Why did we (finally) make this change?
Two main reasons:
- Invoking processor affinity by default is definitely helpful to many kinds of applications — especially benchmarks (yes, I’m being quite blunt here).
- Other MPI implementations bind by default, and then use that to bash Open MPI’s “out of the box” performance.
Enabling processor affinity is beneficial because OS’s — including modern Linux — still don’t do a great job of not moving processes around, even in steady state. That is: there is typically a small-but-noticeable difference between binding MPI processes and not binding them. Indeed, in some cases, there’s a large noticeable difference.
The catch, however, is that only the MPI application knows what mapping, MPI_COMM_WORLD, and binding patterns are best for it.
There definitely seems to be a spectrum of possibilities and applications:
- Doing nothing is definitely not harmful to any application, but it can leave performance on the table, so to speak
- 2-process MPI jobs tend to be benchmarks, and the (bind-to-core, map-by-core) pattern tends to be good for them
- >2-process MPI jobs tend to be real applications, and can benefit from the greater memory bandwidth availability of (bind-to-core + map-by-socket)
Are these patterns right for all apps?

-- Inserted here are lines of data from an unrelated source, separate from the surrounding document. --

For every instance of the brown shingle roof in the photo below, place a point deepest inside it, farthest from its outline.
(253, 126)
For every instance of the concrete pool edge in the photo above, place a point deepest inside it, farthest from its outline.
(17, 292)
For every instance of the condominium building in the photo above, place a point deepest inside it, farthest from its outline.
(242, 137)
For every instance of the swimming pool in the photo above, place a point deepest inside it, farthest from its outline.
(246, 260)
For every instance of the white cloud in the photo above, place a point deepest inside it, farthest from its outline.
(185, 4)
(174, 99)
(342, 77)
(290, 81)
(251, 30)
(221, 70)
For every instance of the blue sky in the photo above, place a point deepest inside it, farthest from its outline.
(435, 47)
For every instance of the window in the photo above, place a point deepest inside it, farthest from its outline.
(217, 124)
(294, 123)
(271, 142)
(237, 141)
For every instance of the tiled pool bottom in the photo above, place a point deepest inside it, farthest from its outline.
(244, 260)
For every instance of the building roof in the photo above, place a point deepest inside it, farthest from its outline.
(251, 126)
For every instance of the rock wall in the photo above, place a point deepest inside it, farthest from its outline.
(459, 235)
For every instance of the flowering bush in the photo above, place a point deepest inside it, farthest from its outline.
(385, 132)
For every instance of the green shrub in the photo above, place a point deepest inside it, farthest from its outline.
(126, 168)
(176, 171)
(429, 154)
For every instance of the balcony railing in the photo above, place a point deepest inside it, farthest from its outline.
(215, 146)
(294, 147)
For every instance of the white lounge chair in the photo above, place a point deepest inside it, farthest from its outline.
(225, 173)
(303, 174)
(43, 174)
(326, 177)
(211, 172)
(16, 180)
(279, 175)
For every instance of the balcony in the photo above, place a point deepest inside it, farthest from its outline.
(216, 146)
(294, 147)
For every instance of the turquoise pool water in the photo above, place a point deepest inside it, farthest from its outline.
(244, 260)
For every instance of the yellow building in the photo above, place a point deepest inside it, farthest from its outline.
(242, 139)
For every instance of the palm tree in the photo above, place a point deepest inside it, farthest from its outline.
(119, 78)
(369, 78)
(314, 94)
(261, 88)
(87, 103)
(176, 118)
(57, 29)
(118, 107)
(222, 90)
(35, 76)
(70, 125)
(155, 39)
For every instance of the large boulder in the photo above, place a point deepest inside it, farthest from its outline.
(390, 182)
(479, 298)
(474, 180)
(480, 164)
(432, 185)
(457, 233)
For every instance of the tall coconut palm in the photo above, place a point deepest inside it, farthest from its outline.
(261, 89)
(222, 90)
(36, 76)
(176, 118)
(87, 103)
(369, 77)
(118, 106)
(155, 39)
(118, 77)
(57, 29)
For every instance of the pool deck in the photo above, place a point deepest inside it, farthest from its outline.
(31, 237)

Definitely not.
For example, these patterns are definitely not good for apps that only use half the cores in a server because of memory bandwidth constraints. However, we’re told that users who need this pattern already set their own mapping, binding, and ordering patterns via mpirun CLI options. So these new defaults won’t affect them at all.
That being said, the two default patterns we’re using tend to leave less performance on the table than doing nothing. So we’ll see how they work out in the real world.
Let us know what you think.
- Do these patterns work for you? Why or why not?
- Do you even care? I.e., do you already set your own mapping, binding, and/or ordering?
What if there’s a single process per node. Do you put it near the NIC by default instead of on the first core ?
No, not as of yet. There’s the question of “which NIC?” which can really only be answered by a human…
“For example, these patterns are definitely not good for apps that only use half the cores in a server because of memory bandwidth constraints. However, we’re told that users who need this pattern already set their own mapping, binding, and ordering patterns via mpirun CLI options. So these new defaults won’t affect them at all.”
This is far from my experience in the wild and I expect that a number of application users are going to be hosed by this change.
Jeff —
Can you explain more? Are you saying that the applications who run on (for example) only half the cores do *not* use mapping or binding options, and just expect the MPI implementation and/or OS to figure it out?